Listen to Corrine Bailey Rae's The Sea. You've probably heard Put your records on but the whole album is full of passionate, heartfelt songs that improve even the dullest commutes. One of my favorites is Like a Star.

Also, you should read Dooce if you don't - especially if you want to know what a real blog looks like.

Instead of a long, slow collapsing tunnel, I hope your week turns out to be a short well-lit tunnel that ends in a beautiful city scape like the Fort Pitt tunnels - which are beautifully captured in The Perks of Being a Wallflower movie - which you should also go see. Happy December :)

Wherein I pretend to be domestic

Tuesday, December 4, 2012

I usually post about my culinary disasters on here - so decided to be optimistic today and post about a semi-success in the kitchen.

Big news:  I made a lasagna. And the world didn't end. And my only tears were onion-cutting induced.

I realized on Sunday that I don't think I've ever cut an onion before IN MY LIFE. Talk about a milestone. Regardless, I was borderline sobbing in my kitchen while doing so. Which is good, because recently I have only been crying about 4 times a week so I've been meaning to get my average back up. Fortunately, the only beings judging me for crying were the bugs in my oatmeal.

Granted, I did almost have a panic attack in the grocery store. That might be a slight overstatement, but does anyone else find grocery shopping overwhelmingly difficulty? There are just so many things and I have no idea where anything is. It's similar to how I feel when I try to pack for a trip or look at my email on a Monday morning.

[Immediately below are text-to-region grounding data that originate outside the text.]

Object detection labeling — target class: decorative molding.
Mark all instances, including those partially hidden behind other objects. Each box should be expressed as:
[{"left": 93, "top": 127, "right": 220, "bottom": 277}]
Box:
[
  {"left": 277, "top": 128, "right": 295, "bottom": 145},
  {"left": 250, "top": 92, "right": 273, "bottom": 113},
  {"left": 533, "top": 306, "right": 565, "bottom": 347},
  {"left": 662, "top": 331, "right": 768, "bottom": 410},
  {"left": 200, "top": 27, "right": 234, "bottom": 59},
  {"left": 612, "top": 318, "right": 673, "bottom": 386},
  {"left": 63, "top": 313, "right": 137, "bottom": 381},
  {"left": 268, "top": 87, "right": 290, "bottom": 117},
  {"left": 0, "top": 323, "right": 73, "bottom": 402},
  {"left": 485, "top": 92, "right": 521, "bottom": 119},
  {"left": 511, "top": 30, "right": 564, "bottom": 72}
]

It makes me wish our stores still looked the way they did in the Oregon Trail when you walked in and told the general store owner exactly what you need and he retrieved it from behind the counter. No moving involved! No struggling to read signs while pushing your cart around looking for parsley and then suddenly you bought 5 new colors of Essie nailpolish instead.

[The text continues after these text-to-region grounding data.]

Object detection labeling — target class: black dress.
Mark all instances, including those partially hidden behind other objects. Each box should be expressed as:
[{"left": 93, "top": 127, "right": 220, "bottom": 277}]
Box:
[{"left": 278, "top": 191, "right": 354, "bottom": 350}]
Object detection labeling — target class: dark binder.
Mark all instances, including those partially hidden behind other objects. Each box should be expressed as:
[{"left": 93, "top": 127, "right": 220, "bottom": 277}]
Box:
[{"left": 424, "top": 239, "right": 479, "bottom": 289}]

but seriously, is there a support group I can join for this addiction?
In addition to having shopping be so much easier (why do I have to have 18 options for ricotta cheese? Why can't I have one?) I often wish I lived in an earlier era because then:

a.) I wouldn't get any emails.
b.) My name would be more contemporary.

Downside being women wouldn't have any rights. And, although I've never really dappled in it, I'm going to go out on a limb and say I would majorly suck at needlepoint.

Regardless - given my track record of kitchen catastrophes, I'm thrilled to report that: I survived the grocery store, my lasagna was made ...and eaten! No reported food poisoning. Yet. Merry early Christmas!